I Did a Thing

One of my favorite songs to play in the morning before high school began with a man asking: “Feeling stuck?” and rambled off into a jingle about fly paper before launching into a jaunty beat. It was the perfect way to trick myself into believing the world was a great place and high school was a place I wanted to be.

By college, that excited morning feeling couldn’t be conjured up so easily. I was pathetic, probably mildly depressed, and clinging to an odd assortment of friends.

So when an old friend mentioned walking the width of Spain during the summer after our freshman year, I seized upon the idea and began saving my meager minimum wages from a desk job I only kept because the woman who worked with me sighed so much I thought she might actually sigh herself to death without anyone to strike up idle chatter about the coffee machine.

Her pantsuits were my eventual destiny, I was convinced, and I practiced my long-suffering sighs on the treks home from work.

I was most definitely stuck, and the Camino unstuck me.
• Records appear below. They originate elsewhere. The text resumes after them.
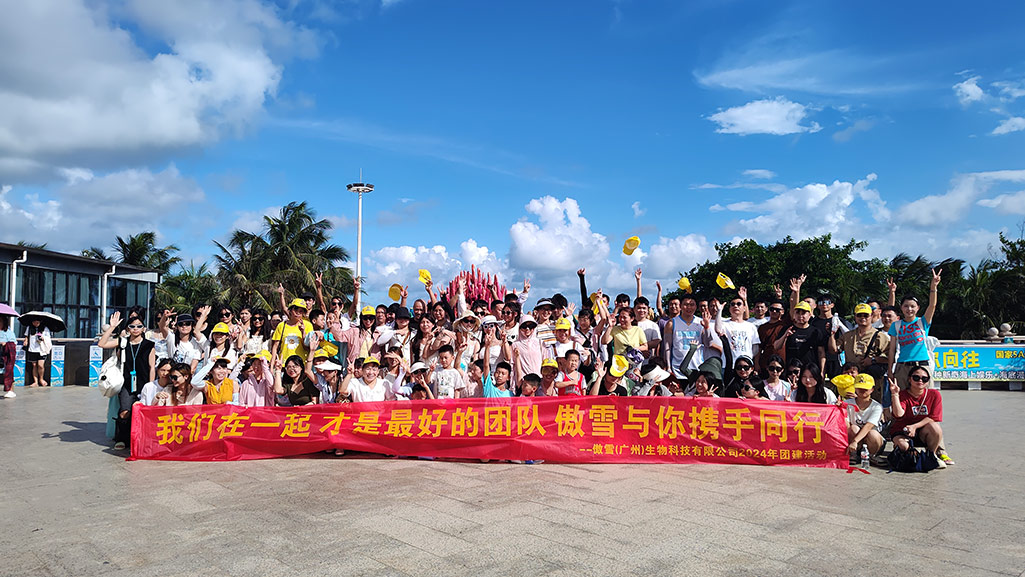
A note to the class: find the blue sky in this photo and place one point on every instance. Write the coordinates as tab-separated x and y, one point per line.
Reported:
528	137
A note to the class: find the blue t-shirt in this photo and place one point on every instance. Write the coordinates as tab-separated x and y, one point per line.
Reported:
492	392
911	338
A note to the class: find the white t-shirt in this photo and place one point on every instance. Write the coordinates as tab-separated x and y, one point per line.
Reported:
742	337
873	414
362	393
150	390
446	382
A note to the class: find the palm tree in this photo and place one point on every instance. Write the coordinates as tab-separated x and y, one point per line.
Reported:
141	250
292	248
190	286
94	252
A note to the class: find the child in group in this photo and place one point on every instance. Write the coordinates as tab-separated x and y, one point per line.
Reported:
448	381
573	381
497	386
529	384
219	387
549	372
863	415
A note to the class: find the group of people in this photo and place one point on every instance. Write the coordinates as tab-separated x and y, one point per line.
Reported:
318	351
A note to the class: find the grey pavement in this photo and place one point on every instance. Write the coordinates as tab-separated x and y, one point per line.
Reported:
71	505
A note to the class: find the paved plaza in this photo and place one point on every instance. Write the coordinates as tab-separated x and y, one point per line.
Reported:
73	506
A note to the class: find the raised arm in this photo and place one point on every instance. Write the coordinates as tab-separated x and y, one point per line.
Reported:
319	285
795	291
107	339
583	287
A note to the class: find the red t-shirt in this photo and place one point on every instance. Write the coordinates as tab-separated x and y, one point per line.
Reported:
929	405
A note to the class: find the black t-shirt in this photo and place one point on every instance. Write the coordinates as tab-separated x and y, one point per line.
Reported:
620	390
804	344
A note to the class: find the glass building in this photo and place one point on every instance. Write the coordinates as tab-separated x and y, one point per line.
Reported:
82	291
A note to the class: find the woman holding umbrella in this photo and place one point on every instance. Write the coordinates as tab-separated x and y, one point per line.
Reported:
38	343
7	351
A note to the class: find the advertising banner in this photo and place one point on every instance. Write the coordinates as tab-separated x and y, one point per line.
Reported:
565	429
56	366
95	362
979	362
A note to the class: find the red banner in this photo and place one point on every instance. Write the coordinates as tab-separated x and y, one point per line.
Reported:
566	429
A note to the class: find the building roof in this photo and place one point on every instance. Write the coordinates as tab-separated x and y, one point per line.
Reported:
75	257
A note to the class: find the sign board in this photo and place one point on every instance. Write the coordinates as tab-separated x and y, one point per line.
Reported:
979	362
56	365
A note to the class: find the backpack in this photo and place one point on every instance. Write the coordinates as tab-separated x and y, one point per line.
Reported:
912	460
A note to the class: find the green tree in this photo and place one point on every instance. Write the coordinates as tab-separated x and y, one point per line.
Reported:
95	252
292	249
141	250
189	287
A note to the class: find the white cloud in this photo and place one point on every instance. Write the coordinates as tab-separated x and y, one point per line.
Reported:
562	241
1011	90
1009	204
811	210
770	64
777	116
846	134
667	257
87	212
955	203
969	91
1013	124
81	89
760	173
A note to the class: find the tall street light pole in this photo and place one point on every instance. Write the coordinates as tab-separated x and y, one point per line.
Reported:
360	189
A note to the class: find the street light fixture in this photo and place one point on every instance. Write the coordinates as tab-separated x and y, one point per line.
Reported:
360	189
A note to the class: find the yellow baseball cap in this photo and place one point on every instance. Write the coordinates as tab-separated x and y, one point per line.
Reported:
844	383
619	366
864	380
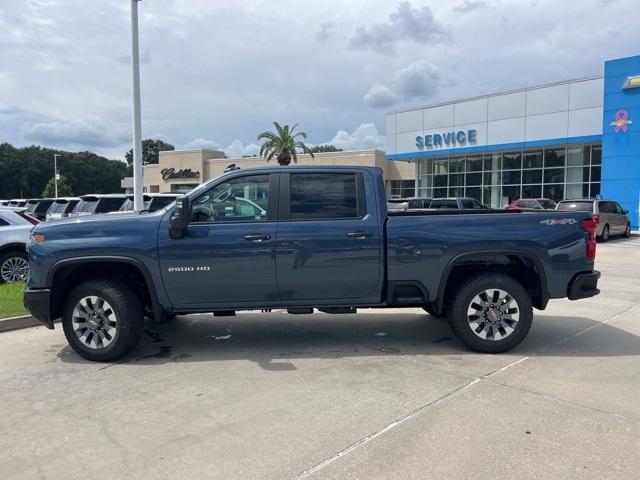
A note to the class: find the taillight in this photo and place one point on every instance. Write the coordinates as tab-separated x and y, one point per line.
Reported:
589	226
29	218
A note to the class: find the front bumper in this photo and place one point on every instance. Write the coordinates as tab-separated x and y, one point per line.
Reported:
584	285
38	302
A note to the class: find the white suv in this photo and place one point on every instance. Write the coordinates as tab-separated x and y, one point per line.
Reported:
15	227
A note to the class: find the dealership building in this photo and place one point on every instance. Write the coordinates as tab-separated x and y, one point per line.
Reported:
578	138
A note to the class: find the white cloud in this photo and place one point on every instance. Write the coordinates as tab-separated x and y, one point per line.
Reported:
406	23
379	96
365	136
237	149
419	80
202	143
469	5
85	132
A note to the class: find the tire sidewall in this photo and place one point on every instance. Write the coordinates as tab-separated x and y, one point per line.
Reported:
127	310
462	299
9	255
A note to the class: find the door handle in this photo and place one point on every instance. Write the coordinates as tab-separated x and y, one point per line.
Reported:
257	237
359	234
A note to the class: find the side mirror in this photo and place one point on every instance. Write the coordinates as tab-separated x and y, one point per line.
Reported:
180	217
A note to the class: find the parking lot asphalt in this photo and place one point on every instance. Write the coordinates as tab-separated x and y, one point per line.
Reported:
377	395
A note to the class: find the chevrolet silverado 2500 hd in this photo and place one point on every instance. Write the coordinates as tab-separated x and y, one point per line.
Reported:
304	238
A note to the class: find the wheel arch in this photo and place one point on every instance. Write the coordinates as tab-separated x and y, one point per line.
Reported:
521	265
66	274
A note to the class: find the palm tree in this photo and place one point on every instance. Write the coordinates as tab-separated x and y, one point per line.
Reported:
283	144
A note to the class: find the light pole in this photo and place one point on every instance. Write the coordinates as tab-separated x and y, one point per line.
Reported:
55	172
138	204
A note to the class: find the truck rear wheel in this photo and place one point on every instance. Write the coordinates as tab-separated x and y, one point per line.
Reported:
491	313
102	320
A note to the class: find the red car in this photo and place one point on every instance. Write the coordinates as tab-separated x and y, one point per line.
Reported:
532	204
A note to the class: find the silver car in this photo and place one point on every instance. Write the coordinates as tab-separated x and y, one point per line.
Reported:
612	218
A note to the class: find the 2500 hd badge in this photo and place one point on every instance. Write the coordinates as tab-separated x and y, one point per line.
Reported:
189	269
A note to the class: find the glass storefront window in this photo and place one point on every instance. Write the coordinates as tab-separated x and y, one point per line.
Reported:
492	161
494	178
531	176
456	164
512	177
532	159
512	160
474	163
554	157
531	191
554	175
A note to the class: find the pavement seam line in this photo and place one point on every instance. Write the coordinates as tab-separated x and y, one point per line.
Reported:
376	434
561	400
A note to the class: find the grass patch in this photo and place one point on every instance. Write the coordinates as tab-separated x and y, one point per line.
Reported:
11	295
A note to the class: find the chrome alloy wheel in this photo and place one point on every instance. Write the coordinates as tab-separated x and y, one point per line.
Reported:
14	269
94	322
493	314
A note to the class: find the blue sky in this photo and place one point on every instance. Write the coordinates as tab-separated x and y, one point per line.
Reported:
216	73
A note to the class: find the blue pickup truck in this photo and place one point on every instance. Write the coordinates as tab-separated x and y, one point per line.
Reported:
304	238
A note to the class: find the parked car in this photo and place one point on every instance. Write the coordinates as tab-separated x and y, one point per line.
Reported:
532	204
15	226
410	203
457	203
152	201
61	208
612	218
38	207
102	203
337	248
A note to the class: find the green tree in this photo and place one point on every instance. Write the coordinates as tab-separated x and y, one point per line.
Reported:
283	144
325	148
150	151
64	190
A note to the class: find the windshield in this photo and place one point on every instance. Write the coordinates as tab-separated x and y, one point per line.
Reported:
576	206
85	206
547	204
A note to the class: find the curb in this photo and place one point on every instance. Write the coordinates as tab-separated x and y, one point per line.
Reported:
17	323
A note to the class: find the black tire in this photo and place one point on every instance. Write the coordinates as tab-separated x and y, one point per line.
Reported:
462	301
127	310
5	267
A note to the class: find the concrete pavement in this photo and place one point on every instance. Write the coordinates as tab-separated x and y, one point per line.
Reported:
381	394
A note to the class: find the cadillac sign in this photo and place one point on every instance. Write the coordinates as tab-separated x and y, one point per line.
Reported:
184	174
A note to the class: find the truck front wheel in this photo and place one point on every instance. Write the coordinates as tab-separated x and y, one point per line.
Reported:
490	313
102	319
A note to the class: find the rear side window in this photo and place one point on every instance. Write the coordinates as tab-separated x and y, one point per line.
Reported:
575	206
324	195
109	205
84	206
444	204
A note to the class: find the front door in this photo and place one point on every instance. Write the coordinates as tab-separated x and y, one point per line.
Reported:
329	246
227	255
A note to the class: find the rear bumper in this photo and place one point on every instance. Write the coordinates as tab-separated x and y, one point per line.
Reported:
584	285
38	302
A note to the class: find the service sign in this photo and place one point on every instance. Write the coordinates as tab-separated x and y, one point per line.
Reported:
460	138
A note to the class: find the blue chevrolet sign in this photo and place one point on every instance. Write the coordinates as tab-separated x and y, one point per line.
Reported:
449	139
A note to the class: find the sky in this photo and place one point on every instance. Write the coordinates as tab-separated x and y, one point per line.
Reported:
214	74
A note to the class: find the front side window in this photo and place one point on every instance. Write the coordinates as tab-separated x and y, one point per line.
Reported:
242	199
323	196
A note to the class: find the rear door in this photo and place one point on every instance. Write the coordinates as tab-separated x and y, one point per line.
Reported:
329	245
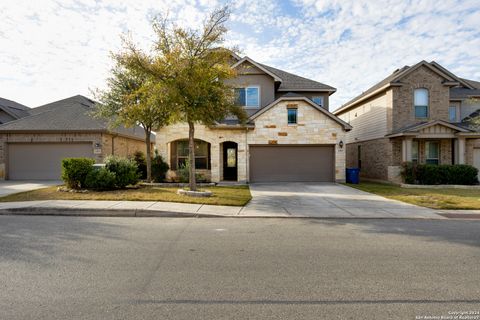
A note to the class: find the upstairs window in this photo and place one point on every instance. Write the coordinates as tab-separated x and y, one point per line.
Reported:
452	113
421	103
292	116
318	100
248	97
415	151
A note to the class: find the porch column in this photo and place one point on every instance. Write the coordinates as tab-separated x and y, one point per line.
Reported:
461	150
407	149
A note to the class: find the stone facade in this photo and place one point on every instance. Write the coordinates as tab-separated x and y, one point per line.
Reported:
124	146
313	127
439	98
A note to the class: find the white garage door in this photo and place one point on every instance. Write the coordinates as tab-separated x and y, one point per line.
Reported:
295	163
42	161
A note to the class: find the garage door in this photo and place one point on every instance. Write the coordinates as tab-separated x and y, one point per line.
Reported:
42	161
278	163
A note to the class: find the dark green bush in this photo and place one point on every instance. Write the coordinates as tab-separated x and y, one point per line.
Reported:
126	171
439	174
141	162
75	171
159	168
100	179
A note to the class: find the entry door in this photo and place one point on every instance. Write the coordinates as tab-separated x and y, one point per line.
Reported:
230	161
476	159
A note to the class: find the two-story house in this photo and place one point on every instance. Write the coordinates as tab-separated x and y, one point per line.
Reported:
419	113
290	134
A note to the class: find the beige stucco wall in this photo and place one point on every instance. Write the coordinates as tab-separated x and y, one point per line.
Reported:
313	127
122	146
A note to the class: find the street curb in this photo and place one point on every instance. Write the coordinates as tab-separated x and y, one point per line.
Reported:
131	213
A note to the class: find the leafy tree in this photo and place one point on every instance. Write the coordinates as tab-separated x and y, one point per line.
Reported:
133	98
190	66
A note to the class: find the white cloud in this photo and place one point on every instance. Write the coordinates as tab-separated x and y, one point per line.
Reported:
52	49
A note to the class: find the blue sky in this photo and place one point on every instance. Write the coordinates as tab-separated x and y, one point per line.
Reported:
51	49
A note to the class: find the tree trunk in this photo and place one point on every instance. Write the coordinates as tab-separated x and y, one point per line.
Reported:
191	156
148	156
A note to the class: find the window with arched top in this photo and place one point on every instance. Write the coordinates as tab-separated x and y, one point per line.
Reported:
421	103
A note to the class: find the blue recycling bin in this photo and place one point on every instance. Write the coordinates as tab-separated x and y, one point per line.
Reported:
352	175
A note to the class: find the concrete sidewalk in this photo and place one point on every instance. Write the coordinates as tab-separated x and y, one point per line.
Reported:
174	209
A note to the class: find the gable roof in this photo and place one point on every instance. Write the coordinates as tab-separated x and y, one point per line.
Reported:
411	129
14	109
345	125
288	81
394	79
70	114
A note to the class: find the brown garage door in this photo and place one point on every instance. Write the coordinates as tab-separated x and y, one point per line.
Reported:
295	163
42	161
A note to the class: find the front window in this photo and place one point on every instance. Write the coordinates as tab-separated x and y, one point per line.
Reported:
248	97
318	100
432	151
292	116
180	154
421	103
414	151
452	113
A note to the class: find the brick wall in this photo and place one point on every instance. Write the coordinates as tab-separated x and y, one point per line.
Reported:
376	156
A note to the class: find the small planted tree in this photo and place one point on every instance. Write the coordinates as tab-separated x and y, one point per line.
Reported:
133	98
191	71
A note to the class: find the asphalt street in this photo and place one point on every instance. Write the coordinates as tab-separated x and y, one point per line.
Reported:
224	268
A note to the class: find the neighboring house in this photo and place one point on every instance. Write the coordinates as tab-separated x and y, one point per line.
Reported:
11	110
419	113
290	134
32	147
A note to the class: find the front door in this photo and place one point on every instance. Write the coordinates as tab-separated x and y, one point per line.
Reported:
230	161
476	160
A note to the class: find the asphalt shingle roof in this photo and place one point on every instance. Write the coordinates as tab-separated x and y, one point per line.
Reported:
71	114
14	108
293	82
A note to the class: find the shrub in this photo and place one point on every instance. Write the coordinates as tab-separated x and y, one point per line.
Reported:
100	179
439	174
141	162
126	171
75	171
159	168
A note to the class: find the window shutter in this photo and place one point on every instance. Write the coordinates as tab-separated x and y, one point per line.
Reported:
173	155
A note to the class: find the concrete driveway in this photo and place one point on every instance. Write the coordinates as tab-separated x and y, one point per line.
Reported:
10	187
327	200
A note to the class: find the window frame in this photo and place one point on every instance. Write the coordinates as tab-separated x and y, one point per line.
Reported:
246	96
428	160
415	145
288	116
321	97
427	106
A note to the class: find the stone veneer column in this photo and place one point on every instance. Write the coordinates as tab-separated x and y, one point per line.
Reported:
461	150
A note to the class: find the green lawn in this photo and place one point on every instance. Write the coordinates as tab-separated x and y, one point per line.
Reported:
228	196
430	198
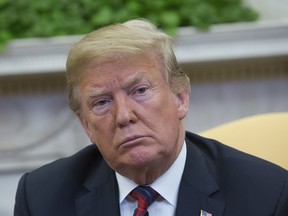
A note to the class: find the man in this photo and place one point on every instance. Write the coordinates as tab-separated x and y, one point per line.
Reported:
131	97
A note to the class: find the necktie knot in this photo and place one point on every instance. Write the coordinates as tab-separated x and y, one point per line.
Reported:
145	195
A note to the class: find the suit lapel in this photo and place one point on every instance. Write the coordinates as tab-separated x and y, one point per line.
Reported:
100	196
197	187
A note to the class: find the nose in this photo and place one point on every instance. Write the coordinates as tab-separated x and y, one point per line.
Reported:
124	114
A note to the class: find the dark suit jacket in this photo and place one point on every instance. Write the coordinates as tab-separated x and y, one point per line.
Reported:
216	178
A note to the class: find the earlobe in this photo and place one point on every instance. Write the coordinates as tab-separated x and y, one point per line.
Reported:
183	103
85	125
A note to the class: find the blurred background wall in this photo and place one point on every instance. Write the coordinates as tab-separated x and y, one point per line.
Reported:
236	70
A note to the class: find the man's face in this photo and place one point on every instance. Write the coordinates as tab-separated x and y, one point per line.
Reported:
129	112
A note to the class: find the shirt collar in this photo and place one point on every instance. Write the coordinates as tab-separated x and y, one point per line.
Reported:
167	185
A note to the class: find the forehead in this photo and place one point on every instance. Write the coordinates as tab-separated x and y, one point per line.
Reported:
123	71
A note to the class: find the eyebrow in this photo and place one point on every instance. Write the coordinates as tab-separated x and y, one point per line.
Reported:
97	91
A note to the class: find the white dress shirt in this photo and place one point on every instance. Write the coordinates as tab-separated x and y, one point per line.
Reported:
166	185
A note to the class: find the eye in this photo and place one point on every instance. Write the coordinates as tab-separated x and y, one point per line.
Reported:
141	90
101	103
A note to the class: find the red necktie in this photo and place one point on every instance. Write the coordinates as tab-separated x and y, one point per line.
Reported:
145	195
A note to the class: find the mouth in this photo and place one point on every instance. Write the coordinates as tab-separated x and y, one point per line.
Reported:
132	140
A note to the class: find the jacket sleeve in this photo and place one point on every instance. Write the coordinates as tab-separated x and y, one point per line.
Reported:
282	207
21	207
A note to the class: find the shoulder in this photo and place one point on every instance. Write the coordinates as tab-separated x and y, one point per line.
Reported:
241	175
220	154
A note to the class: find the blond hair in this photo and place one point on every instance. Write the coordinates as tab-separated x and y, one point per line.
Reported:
131	37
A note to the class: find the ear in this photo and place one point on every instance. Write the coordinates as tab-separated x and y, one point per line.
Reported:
182	103
85	125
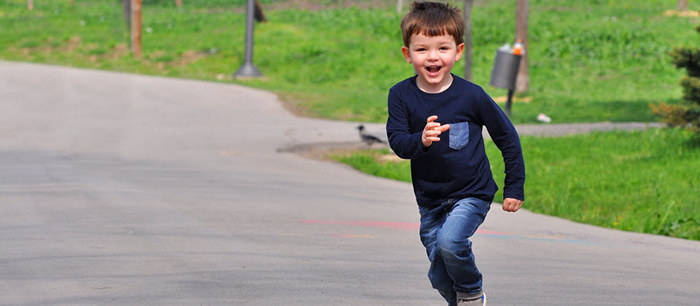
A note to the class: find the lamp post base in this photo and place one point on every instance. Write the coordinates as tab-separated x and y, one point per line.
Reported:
247	71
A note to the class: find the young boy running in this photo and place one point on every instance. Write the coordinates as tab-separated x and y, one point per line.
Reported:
451	174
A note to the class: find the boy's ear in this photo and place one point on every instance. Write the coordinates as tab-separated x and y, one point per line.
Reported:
406	54
460	51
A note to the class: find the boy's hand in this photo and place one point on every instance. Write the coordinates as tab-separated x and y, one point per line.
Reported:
432	130
512	205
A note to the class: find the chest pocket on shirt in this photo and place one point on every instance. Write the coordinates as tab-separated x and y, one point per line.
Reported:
459	135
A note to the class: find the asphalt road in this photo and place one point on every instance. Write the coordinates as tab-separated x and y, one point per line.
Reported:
127	189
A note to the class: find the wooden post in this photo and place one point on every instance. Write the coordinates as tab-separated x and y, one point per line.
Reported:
136	28
523	81
468	49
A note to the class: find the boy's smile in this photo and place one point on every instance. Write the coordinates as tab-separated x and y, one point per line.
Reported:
433	58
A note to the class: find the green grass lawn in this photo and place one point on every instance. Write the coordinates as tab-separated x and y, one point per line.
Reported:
589	60
634	181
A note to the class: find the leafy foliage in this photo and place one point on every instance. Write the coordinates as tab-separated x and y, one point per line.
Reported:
687	113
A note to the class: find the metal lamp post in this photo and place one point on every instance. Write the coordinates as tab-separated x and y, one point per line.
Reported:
248	69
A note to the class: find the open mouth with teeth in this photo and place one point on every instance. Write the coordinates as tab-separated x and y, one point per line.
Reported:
433	69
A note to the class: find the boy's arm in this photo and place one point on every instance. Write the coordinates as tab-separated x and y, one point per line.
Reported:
405	144
506	138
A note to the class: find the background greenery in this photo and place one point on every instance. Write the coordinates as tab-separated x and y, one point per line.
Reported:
589	60
594	60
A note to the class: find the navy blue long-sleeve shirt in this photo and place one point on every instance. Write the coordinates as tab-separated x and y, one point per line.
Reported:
456	167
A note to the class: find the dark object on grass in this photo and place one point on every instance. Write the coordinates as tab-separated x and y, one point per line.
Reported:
367	138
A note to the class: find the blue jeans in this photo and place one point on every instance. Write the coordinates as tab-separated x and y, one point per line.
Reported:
445	232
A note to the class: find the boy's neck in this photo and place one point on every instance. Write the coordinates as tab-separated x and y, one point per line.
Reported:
433	89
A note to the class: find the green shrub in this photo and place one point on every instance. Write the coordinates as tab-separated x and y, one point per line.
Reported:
687	113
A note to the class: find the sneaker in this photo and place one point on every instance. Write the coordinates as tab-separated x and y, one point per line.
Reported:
464	299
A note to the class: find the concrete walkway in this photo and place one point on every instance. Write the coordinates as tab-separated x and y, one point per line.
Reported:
128	189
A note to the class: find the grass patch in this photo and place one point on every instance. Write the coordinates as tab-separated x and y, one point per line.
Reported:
589	60
633	181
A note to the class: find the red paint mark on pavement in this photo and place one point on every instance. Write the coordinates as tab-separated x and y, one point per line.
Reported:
377	224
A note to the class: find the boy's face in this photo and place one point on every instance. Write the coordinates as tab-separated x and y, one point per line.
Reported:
432	58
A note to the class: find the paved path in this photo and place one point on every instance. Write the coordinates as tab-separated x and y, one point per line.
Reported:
127	189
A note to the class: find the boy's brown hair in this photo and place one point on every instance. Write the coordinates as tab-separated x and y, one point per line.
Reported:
432	19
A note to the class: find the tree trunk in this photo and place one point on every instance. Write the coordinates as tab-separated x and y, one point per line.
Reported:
468	50
136	28
126	10
522	13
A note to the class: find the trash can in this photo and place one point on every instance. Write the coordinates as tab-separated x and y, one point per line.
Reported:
505	68
505	71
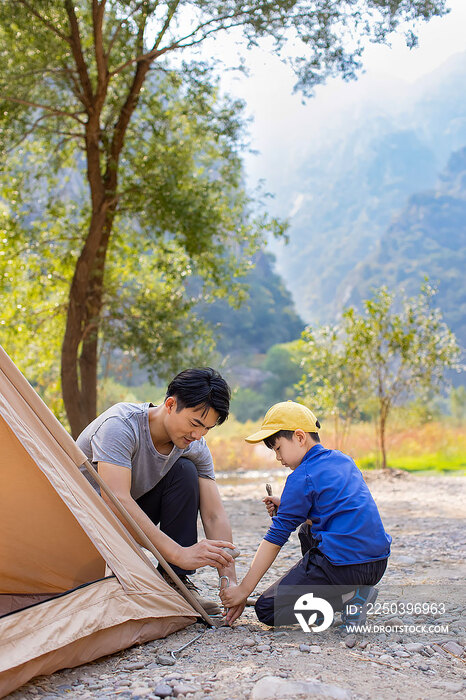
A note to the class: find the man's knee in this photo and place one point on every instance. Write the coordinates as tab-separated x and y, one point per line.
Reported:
186	471
265	610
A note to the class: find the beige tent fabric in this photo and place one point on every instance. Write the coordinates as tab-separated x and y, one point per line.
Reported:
43	549
99	523
56	533
82	626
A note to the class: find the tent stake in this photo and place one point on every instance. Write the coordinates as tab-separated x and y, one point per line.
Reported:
148	544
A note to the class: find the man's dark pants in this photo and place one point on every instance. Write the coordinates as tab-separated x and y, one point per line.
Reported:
313	573
173	504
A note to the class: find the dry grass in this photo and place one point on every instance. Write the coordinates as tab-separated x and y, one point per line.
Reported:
434	445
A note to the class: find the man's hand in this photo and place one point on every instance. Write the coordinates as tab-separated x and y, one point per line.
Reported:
270	503
234	596
205	553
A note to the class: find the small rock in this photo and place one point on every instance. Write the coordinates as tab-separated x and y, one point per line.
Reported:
407	561
165	660
271	687
440	651
451	686
162	690
183	690
394	622
454	648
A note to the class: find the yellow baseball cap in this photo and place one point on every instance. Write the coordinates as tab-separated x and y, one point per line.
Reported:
286	415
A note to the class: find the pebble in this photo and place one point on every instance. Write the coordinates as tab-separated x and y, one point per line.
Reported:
249	642
270	687
162	690
394	622
407	561
183	690
165	660
451	686
454	648
440	651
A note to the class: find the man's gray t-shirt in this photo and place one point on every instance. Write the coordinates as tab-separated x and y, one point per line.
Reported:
121	436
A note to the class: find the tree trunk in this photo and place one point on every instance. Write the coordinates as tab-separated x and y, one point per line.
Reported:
80	343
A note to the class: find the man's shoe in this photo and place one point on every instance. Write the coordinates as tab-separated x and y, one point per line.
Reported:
354	612
210	606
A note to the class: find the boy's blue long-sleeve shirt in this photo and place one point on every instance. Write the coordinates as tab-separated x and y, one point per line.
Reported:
328	488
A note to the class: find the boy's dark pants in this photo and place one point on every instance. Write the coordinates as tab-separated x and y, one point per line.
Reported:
313	573
174	504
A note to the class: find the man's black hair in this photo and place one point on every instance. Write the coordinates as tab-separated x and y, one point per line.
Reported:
288	434
201	386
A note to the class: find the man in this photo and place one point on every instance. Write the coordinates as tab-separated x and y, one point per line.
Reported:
156	461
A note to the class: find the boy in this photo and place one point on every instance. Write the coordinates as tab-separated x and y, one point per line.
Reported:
344	548
156	461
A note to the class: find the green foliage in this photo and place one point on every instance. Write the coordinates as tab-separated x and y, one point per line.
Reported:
266	318
458	403
185	217
427	239
332	379
247	404
160	158
395	351
405	352
281	370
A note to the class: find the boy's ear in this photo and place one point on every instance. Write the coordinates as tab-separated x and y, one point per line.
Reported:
300	436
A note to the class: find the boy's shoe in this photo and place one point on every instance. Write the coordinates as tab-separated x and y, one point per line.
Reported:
210	606
354	612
I came back from the walk with a newfound appreciation for my legs for carrying me across a country, my mind for spending hours alone and with new people speaking different languages, and the world for its beauty.

I damn sure wasn’t going to waste any more time moping about anything I had the power to change.

During the four years since, I’ve gone back and forth about getting a tattoo to commemorate it. I’ve drawn the way marker on my skin in a billion locations, some visible, some hidden.

I wrote an entire blog post about how much I wanted it permanently etched onto my skin.

A week and a half ago, I settled on my inner forearm, just below the elbow. It’s about two inches by two inches and it’s still a little flaky with dead skin.


They match c/o Gaytha at Sacred Rose!

To the clerk at Trader Joe’s, it’s a visual representation of some made up vision quest he decided I went on. To a bartender near my house, it’s just a seashell. To me, it’s a constant reminder of persistence and the importance of unsticking oneself.

Four years from now, I’ll probably need another reminder. Until then, I can look at the tattoo, listen to the song on full blast, and go for a walk.